In the nineteenth chapter certain vagabond Jews pronounced over those who had evil spirits the name of Jesus, and the evil spirits answered: "Jesus I know, and Paul I know, but who are ye?"
"And the man in whom the evil spirit was leaped on them so that they fled naked and wounded."
Paul, writing to the Corinthians, in the eighth chapter says; "I would not that ye should have fellowship with devils. Ye cannot drink the cup of the Lord and the cup of devils. Ye cannot be partakers of the Lord's table and the table of devils. Do we provoke the Lord to jealousy?"
In the eleventh chapter he says that long hair is the glory of woman, but that she ought to keep her head covered because of the angels.
In those intellectual days people believed in what were called the Incubi and the Succubi. The Incubi were male angels and the Succubi were female angels, and according to the belief of that time nothing so attracted the Incubi as the beautiful hair of women, and for this reason Paul said that women should keep their heads covered.

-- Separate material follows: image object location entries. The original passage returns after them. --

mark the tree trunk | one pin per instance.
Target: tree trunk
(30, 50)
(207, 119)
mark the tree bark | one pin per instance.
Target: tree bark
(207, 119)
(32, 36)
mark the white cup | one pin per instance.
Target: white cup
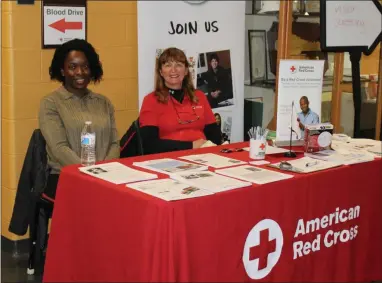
(257, 149)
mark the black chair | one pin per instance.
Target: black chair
(38, 231)
(131, 141)
(32, 207)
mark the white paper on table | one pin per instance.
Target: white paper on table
(299, 165)
(254, 174)
(271, 149)
(209, 181)
(116, 173)
(343, 156)
(168, 189)
(259, 162)
(366, 146)
(169, 166)
(213, 160)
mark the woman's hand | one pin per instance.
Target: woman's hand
(198, 143)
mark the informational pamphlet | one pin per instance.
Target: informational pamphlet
(254, 174)
(169, 166)
(168, 189)
(213, 160)
(117, 173)
(209, 181)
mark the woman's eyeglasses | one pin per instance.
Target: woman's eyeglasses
(184, 122)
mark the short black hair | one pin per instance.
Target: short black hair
(62, 51)
(214, 56)
(305, 98)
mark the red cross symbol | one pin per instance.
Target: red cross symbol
(262, 250)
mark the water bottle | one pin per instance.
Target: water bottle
(88, 145)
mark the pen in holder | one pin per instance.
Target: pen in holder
(257, 142)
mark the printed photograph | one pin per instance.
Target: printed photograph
(97, 170)
(189, 190)
(214, 78)
(253, 169)
(224, 121)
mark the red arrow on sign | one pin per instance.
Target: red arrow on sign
(62, 26)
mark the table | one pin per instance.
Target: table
(103, 232)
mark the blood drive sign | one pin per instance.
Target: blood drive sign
(63, 23)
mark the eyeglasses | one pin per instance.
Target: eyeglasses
(229, 150)
(184, 122)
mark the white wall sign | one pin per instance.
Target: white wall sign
(298, 78)
(61, 24)
(198, 28)
(351, 24)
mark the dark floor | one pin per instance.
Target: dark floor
(14, 268)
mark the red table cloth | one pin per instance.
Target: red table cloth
(323, 226)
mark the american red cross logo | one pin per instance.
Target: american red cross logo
(262, 248)
(262, 251)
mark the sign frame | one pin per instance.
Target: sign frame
(365, 49)
(74, 4)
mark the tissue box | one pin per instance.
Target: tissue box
(318, 137)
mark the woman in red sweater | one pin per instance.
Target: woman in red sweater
(176, 116)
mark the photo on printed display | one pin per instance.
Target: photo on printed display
(214, 78)
(305, 112)
(191, 61)
(224, 121)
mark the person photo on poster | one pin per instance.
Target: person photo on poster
(224, 121)
(215, 79)
(306, 116)
(218, 119)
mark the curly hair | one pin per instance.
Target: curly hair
(177, 55)
(96, 71)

Paul calls the Devil the "prince of the power of the air."
So in Jude we are told "that Michael, the archangel, when contending with the devil he disputed about the body of Moses, durst not bring against him a railing accusation, but said, 'The Lord rebuke thee.'" Was this devil with whom Michael contended a personification of evil, or a poem, or a myth?
In First Peter we are told to be sober, vigilant, "because your adversary, the Devil, as a roaring lion, walketh about, seeking whom he may devour."

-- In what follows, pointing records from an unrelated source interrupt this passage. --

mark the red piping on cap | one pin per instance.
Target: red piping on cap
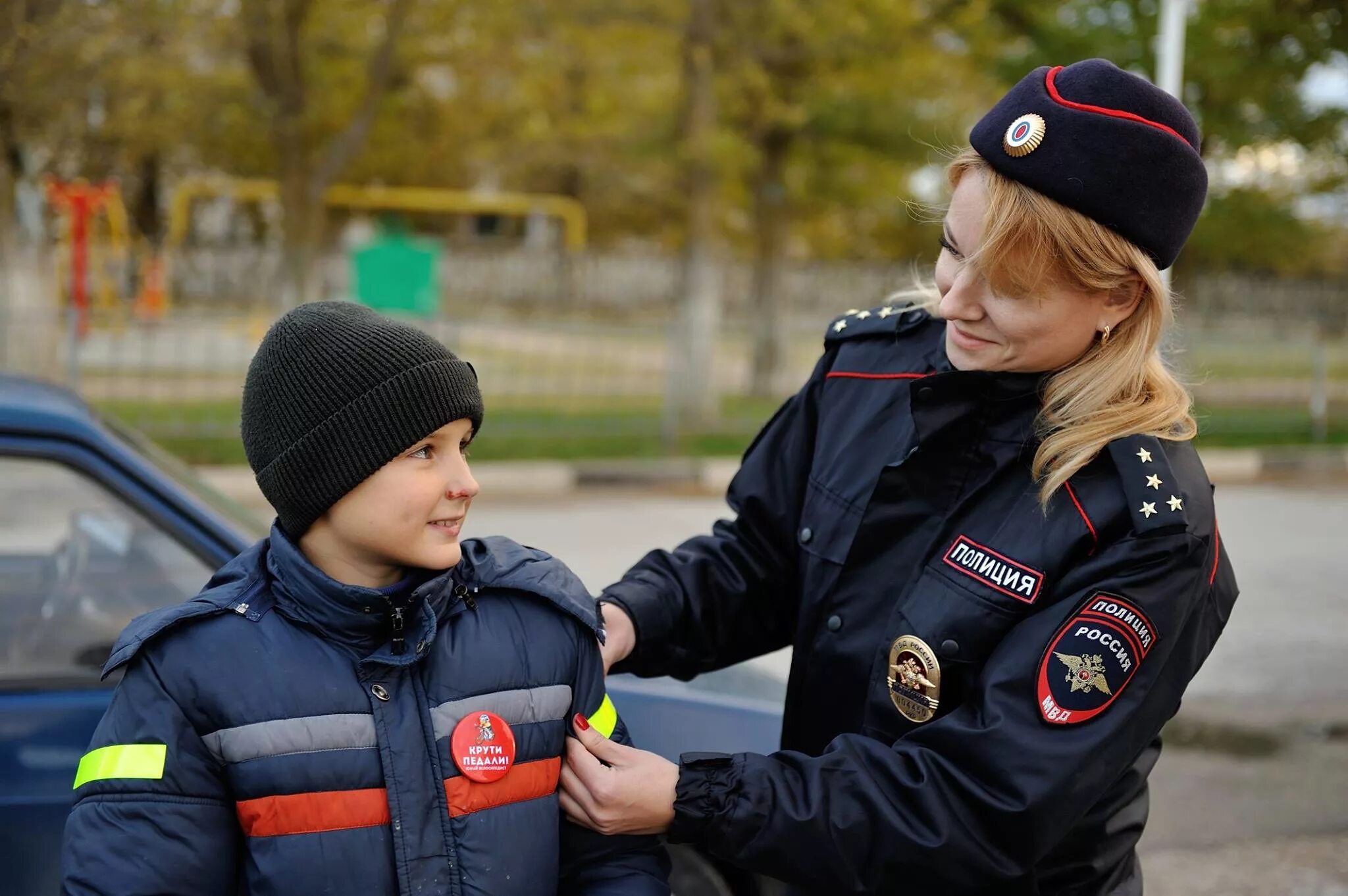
(1083, 512)
(1116, 114)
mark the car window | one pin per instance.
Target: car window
(182, 474)
(76, 565)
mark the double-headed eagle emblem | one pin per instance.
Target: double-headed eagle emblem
(1084, 673)
(909, 674)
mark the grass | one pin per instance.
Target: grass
(584, 428)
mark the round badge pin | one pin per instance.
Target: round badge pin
(914, 678)
(1025, 135)
(483, 747)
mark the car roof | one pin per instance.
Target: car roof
(32, 405)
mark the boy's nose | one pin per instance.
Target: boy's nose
(461, 488)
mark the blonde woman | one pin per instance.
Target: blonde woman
(981, 527)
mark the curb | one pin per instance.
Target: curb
(711, 476)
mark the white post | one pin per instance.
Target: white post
(1170, 60)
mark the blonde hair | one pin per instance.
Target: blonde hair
(1118, 387)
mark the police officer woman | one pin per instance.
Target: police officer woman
(985, 531)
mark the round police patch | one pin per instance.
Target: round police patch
(1025, 135)
(1092, 659)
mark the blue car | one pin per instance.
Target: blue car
(99, 526)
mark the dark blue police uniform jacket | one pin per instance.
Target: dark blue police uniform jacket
(890, 530)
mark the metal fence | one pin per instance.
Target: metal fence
(575, 351)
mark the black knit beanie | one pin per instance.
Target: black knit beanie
(1107, 143)
(333, 394)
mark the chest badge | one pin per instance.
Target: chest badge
(914, 678)
(483, 747)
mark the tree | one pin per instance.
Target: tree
(22, 36)
(309, 161)
(837, 101)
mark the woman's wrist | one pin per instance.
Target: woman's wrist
(619, 632)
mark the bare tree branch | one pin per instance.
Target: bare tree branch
(346, 145)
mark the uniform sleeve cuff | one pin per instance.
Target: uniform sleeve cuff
(639, 662)
(707, 785)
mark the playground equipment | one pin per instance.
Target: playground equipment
(80, 204)
(569, 212)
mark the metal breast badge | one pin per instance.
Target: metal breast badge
(914, 678)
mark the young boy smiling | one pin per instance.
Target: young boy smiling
(359, 704)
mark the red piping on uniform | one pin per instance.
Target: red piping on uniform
(1081, 511)
(1116, 114)
(1216, 553)
(875, 376)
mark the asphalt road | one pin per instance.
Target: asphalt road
(1223, 821)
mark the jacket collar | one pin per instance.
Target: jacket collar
(359, 618)
(1007, 403)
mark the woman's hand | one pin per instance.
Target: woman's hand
(621, 635)
(633, 794)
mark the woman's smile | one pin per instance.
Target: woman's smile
(451, 526)
(967, 340)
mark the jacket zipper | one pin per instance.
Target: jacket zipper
(400, 641)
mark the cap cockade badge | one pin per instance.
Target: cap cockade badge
(914, 678)
(1025, 135)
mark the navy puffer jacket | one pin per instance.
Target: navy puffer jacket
(275, 735)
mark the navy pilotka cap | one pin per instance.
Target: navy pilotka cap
(1106, 143)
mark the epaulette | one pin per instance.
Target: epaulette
(887, 318)
(1156, 500)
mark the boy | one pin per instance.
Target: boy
(359, 704)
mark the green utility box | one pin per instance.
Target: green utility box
(398, 274)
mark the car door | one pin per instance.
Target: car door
(86, 546)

Are people devoured by personifications or myths? Has an allegory an appetite, or is a poem a cannibal?
So in Ephesians we are warned not to give place to the Devil, and in the same book we are told: "Put on the whole armor of God, that ye may be able to stand against the wiles of the Devil."
And in Hebrews it is said that "him that had the power of death—that is, the Devil;" showing that the Devil has the power of death.